Ultimamente, i riflettori si sono accesi su un’iniziativa che, a mio avviso, potrebbe segnare una vera svolta nei nostri spazi culturali. A Napoli, dove il patrimonio artistico è un vanto ma anche un ambiente potenziale di inciviltà, si sta avviando un ciclo di incontri volti a combattere la piaga del bullismo. È un tema che non possiamo più ignorare, soprattutto in un’epoca dove la mancanza di rispetto e di tolleranza sembra diventata la norma.
Educare al rispetto, educare alla cultura. Questo slogan ha bisogno di essere il nostro mantra. I luoghi della cultura devono tornare ad essere spazi di accoglienza, non solo per le opere d’arte, ma soprattutto per le persone che li frequentano. Come viene sottolineato da molti esperti, l’arte e la cultura hanno un potere trasformativo incredibile, ma se lasciamo che questi ambienti siano contaminati dalla violenza verbale e fisica, stiamo semplicemente gettando via una risorsa cruciale per la nostra società.

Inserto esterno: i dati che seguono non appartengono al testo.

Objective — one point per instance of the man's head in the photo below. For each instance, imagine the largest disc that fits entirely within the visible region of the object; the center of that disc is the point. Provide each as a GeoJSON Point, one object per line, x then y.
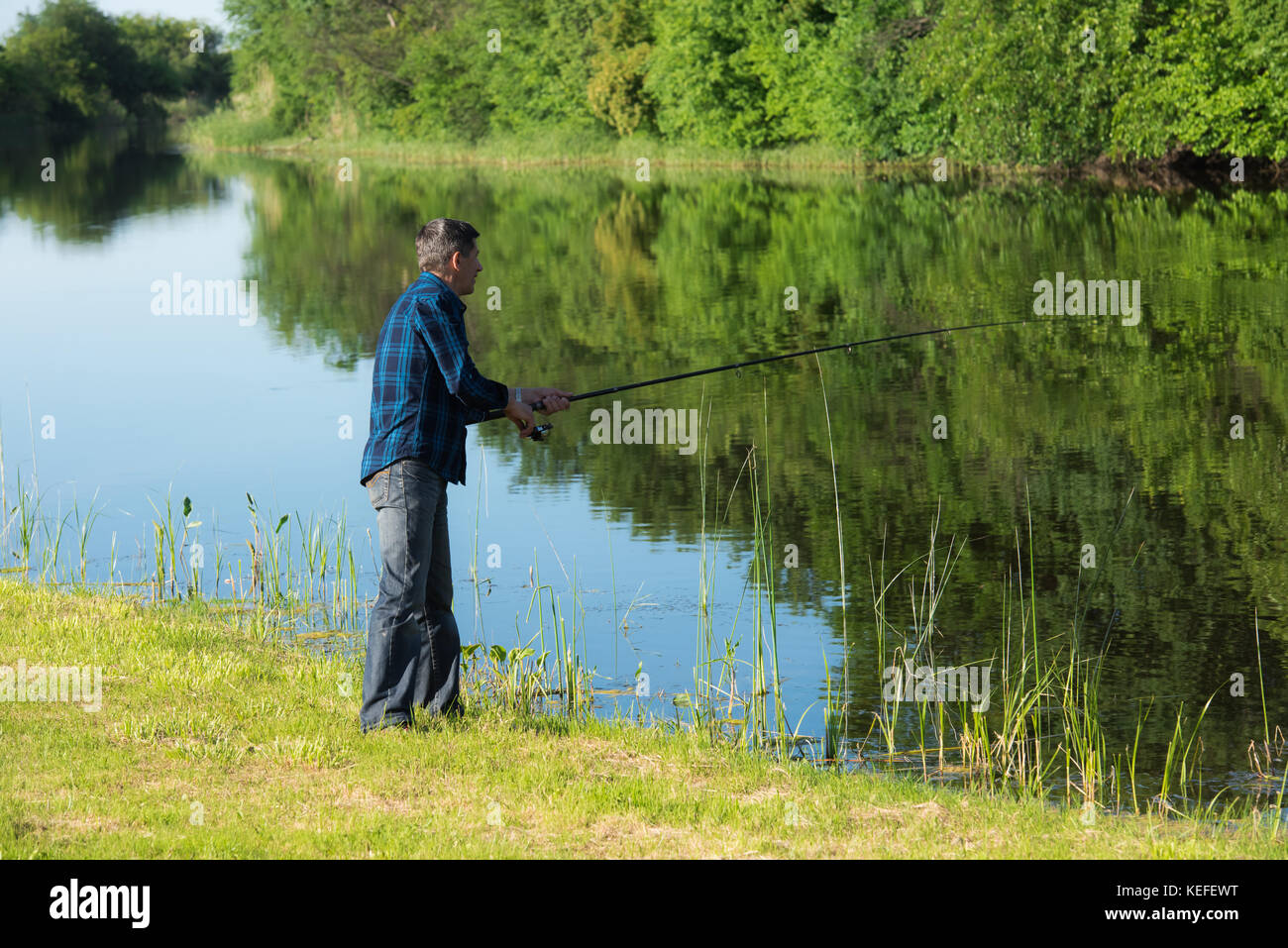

Incontri come questi non servono solo a sensibilizzare le giovani generazioni, ma possono anche diventare un’apertura al dialogo tra le varie fette della società. Come ci ricorda uno dei promotori dell’iniziativa, “l’arte non è solo bellezza, è anche responsabilità e crescita”. E ha ragione. Insegniamo ai nostri ragazzi che, nel rispetto dell’altro, si costruisce il vero senso della comunità.
Ma chi dovrebbe mettersi in gioco per rendere tutto ciò possibile? Collettivi giovanili, scuole, associazioni: tutti hanno un ruolo attivo da giocare. La verità è che il bullismo non è solo un problema delle scuole; è una questione sociale che coinvolge ogni ambito della nostra vita e che deve essere affrontata con urgenza, soprattutto nei luoghi in cui si forma e si alimenta la nostra identità culturale.
Intanto, mentre volti noti e cittadini impegnati si mobilitano, il dibattito è aperto. Sarà sufficiente? Riusciremo a trasformare le nostre istituzioni culturali in luoghi realmente inclusivi? La vera sfida si gioca sulla capacità di ognuno di noi di prendere parte a questa lotta. E voi, cosa ne pensate?